Scrub one large table against another

Brendan Curran <brendan.curran@xxxxxxxxx> · Tue, 10 Oct 2006 15:44:23 -0600

I currently have a db supporting what is for the most part an OLAP data 
warehousing application.

One table (good data) has roughly 120 million rows, divided into roughly 
40 different relational groups (logically by foreign key). Every time I 
add data to this table, I need to afterwards scrub that group against 
known "bad data" which is housed in a second table that has roughly 21 
million rows.

The 120 million row good data table is called "email_record"
The 21 million row bad data table is called "suppress"

There are separate btree indexes on 'email_record_id', 'email_list_id' 
and 'email' on both tables.

Each time I scrub data I pull out anywhere from 1 to 5 million rows from 
the good table (depending on the size of the group i'm scrubbing) and 
compare them against the 21 million rows in the 'suppress' table.
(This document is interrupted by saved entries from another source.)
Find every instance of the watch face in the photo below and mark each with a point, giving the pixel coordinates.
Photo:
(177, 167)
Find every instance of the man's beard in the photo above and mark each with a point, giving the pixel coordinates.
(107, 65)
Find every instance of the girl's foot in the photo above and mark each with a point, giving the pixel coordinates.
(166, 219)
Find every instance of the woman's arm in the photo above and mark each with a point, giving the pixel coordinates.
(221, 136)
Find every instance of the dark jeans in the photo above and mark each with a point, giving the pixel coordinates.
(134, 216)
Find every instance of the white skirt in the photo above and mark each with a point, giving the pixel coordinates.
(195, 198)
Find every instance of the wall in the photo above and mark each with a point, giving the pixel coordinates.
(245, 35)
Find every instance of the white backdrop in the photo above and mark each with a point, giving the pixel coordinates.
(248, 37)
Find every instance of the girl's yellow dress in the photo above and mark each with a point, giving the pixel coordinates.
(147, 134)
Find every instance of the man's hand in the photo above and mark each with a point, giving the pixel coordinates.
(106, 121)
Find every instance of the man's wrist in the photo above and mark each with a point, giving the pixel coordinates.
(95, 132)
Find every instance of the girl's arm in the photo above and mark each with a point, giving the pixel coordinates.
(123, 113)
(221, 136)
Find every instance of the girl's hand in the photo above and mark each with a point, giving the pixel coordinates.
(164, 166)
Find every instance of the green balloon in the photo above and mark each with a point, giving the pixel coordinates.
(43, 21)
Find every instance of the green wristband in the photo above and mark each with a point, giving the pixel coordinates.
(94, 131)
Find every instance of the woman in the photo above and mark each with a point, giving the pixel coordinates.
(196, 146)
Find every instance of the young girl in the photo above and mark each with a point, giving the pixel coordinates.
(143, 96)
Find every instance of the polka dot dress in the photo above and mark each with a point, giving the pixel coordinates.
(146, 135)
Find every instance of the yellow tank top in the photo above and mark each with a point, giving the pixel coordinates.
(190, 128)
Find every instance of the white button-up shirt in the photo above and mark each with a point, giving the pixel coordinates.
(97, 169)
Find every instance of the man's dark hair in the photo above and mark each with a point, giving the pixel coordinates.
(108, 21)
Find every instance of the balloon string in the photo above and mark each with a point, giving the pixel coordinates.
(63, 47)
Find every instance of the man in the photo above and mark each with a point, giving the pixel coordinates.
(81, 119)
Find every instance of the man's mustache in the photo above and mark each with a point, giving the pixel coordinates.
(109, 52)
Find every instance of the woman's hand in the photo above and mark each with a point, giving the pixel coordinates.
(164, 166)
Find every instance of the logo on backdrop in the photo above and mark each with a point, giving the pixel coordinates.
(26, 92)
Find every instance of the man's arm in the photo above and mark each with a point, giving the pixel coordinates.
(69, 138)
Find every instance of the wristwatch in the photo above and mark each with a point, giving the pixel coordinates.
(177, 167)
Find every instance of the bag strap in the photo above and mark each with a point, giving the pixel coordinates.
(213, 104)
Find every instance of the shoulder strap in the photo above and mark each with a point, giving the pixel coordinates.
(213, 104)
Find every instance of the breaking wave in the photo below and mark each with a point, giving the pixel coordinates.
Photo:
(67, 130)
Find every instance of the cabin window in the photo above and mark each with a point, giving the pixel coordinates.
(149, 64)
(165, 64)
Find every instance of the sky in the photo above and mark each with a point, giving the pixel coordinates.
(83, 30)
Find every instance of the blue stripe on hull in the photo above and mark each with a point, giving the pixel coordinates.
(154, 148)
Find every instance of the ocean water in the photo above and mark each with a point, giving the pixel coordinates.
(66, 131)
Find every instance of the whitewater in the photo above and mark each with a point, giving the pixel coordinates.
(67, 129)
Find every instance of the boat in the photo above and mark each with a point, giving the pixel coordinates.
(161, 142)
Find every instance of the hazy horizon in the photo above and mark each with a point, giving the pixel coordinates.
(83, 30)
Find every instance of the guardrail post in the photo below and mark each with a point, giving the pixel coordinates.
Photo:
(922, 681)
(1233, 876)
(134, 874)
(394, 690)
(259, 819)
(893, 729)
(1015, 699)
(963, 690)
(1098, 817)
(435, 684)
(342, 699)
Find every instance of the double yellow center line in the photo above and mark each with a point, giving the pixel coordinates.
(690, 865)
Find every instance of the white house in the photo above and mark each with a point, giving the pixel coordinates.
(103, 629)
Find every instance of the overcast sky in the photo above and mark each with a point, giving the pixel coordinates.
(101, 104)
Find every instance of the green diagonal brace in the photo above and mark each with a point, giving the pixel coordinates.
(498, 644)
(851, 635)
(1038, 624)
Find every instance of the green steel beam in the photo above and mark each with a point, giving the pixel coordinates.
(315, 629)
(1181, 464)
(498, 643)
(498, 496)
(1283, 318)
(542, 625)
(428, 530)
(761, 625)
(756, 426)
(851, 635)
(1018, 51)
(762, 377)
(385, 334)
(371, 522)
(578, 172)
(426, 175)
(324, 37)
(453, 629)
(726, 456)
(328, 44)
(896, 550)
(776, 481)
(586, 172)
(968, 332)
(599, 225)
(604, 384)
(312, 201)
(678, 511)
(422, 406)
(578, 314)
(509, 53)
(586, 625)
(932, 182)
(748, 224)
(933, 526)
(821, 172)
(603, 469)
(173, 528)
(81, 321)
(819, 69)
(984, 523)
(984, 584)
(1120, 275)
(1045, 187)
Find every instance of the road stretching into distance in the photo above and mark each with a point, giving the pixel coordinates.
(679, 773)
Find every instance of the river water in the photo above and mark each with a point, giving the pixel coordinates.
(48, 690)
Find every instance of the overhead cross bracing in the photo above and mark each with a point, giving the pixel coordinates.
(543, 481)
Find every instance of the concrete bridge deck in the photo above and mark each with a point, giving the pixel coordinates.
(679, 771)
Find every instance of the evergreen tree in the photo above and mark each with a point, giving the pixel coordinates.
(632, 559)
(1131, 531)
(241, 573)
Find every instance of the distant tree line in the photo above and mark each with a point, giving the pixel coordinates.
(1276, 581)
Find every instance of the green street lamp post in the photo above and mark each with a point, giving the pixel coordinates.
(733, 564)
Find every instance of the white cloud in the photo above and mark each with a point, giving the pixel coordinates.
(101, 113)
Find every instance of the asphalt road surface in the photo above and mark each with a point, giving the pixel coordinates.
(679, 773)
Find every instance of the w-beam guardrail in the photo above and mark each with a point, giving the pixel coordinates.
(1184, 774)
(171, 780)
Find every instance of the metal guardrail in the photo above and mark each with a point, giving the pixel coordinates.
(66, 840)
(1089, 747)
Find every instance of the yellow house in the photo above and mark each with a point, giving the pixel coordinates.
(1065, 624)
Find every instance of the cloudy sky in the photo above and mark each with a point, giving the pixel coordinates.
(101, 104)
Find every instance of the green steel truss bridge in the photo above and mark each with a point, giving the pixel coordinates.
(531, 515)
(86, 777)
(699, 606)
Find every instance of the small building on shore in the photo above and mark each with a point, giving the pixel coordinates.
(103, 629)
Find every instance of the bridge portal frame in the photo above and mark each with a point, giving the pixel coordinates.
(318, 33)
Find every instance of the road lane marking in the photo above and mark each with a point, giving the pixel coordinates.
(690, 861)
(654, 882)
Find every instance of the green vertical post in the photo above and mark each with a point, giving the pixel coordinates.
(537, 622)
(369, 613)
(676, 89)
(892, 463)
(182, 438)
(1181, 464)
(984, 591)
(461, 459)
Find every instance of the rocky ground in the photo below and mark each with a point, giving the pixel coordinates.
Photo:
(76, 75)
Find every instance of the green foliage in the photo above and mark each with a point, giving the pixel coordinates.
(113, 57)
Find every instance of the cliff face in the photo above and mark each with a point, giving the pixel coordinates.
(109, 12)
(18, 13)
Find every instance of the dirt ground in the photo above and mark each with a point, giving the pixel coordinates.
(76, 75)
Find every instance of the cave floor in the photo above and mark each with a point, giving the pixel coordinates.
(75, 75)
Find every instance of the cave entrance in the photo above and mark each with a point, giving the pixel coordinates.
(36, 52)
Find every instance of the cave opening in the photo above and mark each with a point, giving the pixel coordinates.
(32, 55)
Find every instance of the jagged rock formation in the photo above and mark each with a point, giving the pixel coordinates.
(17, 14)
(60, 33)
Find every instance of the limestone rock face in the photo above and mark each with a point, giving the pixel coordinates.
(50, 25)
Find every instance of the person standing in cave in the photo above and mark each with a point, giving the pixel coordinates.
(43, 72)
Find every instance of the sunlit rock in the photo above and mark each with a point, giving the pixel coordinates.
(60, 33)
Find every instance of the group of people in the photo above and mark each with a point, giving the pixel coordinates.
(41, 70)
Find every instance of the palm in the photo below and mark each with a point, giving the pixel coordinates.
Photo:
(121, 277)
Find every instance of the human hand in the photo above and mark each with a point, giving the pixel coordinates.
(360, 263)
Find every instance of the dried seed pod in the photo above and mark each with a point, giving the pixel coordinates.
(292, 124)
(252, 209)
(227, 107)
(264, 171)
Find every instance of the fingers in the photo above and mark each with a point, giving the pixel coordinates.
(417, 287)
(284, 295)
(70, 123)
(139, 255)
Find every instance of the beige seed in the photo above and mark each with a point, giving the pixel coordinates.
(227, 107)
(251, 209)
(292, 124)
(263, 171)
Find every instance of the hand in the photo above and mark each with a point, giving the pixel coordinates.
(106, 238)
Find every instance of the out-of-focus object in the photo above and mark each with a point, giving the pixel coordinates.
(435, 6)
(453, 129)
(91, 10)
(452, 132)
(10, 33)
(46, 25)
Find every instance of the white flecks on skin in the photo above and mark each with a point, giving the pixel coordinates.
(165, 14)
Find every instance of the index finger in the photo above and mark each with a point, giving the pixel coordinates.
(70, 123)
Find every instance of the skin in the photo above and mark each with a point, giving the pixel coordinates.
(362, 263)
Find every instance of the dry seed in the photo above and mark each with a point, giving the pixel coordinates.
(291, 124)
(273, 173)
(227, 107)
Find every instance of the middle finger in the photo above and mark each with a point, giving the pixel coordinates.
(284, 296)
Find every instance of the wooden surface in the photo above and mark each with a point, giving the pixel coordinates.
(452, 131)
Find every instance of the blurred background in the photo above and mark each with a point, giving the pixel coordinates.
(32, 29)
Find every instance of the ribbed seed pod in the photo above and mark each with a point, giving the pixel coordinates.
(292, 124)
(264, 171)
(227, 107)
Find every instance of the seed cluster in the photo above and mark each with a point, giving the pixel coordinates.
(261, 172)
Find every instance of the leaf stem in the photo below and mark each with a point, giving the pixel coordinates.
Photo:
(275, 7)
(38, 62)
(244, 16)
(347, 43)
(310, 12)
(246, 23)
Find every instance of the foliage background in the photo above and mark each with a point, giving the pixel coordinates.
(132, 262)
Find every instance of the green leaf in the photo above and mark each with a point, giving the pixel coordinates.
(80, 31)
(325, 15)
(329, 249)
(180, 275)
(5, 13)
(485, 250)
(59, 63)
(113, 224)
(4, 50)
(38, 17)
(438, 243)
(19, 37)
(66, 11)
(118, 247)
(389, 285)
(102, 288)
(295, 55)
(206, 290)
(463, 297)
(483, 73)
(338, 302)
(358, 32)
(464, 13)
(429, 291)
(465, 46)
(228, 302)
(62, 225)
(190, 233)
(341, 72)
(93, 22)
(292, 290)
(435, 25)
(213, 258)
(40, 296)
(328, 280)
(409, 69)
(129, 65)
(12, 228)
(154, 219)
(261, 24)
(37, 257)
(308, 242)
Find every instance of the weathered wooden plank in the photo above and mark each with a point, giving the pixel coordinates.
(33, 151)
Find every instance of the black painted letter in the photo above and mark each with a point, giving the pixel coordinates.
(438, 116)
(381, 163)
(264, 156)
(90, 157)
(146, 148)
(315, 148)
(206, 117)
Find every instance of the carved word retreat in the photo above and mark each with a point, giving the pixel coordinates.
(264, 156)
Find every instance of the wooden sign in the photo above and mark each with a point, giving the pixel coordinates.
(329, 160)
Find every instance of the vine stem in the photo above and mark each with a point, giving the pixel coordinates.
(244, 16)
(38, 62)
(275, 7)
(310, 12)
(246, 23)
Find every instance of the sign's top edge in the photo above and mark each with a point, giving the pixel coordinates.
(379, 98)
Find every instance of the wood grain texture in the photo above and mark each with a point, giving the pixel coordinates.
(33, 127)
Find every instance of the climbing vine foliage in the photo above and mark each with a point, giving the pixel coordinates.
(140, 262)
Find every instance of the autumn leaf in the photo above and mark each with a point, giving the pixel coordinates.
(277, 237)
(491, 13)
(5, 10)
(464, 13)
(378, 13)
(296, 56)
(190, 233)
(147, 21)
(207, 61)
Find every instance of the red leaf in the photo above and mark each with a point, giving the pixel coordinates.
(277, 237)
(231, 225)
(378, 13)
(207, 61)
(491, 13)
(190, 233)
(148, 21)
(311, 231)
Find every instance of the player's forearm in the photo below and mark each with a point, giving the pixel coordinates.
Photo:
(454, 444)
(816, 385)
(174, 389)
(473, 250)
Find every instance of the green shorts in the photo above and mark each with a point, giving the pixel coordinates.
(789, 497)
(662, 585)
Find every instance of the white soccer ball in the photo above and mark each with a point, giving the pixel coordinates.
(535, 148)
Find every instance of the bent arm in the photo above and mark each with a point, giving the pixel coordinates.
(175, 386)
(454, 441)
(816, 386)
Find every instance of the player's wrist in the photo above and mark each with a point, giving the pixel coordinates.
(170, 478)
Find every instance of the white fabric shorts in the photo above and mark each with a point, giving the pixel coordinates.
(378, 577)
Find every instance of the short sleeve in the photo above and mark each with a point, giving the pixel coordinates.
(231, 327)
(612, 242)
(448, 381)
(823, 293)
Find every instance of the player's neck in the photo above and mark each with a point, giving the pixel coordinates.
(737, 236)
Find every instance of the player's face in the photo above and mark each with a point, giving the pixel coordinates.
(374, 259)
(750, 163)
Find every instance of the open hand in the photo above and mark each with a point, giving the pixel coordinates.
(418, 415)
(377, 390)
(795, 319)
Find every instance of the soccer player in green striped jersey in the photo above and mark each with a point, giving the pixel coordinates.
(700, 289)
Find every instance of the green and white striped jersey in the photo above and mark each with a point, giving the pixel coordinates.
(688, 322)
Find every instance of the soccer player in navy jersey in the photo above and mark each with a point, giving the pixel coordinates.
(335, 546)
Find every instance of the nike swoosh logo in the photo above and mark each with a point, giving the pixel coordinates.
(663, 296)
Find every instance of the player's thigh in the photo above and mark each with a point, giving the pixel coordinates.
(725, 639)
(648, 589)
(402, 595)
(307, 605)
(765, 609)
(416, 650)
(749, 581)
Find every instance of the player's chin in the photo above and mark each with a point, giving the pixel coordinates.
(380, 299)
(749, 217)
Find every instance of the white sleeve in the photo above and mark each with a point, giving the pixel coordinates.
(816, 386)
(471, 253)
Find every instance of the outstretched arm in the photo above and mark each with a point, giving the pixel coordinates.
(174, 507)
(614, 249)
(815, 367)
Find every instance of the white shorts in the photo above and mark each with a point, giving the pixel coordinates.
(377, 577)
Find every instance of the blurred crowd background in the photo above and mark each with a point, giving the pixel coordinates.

So far I've done this using a temporary staging table that stores only 
the email_record_id for each row from the relevant group of the good 
table. I use a plsql function that does roughly the following (i've 
included only sql syntax and inserted the constant '9' where i would 
normally use a variable):

The characters: email_record_id int8, email varchar(255), email_list_id int8
-------------------------------------------------------------

CREATE TEMP TABLE temp_list_suppress(email_record_id int8);

INSERT INTO temp_list_suppress
	SELECT email_record_id from ONLY email_record er
	WHERE email_list_id = 9 AND email IN
	(select email from suppress);

CREATE INDEX unique_id_index on temp_list_suppress ( email_record_id );

INSERT INTO er_banned
SELECT * from ONLY email_record er WHERE EXISTS
(SELECT 1 from temp_list_suppress ts where er.email_record_id = 
ts.email_record_id)';

DELETE FROM ONLY email_record WHERE email_list_id = 9 AND email_record_id IN
	(SELECT email_record_id from temp_list_suppress);

TRUNCATE TABLE temp_list_suppress;
DROP TABLE temp_list_suppress;
--------------------------------------------------------------

The performance is dreadful, is there a more efficient way to do this? 
Would I be better off just grabbing * initially from the good table 
instead of just the id to avoid more sequential searches later? Here are 
my configs:

Debian
Postgres 8.1.4
dual zeon
ram: 4 gigs
raid 5

# - Memory -
shared_buffers = 3000
work_mem = 92768
maintenance_work_mem = 128384

autovacuum is turned off, and the db is annalyzed and vacuumed regularly.

Regards,
Brendan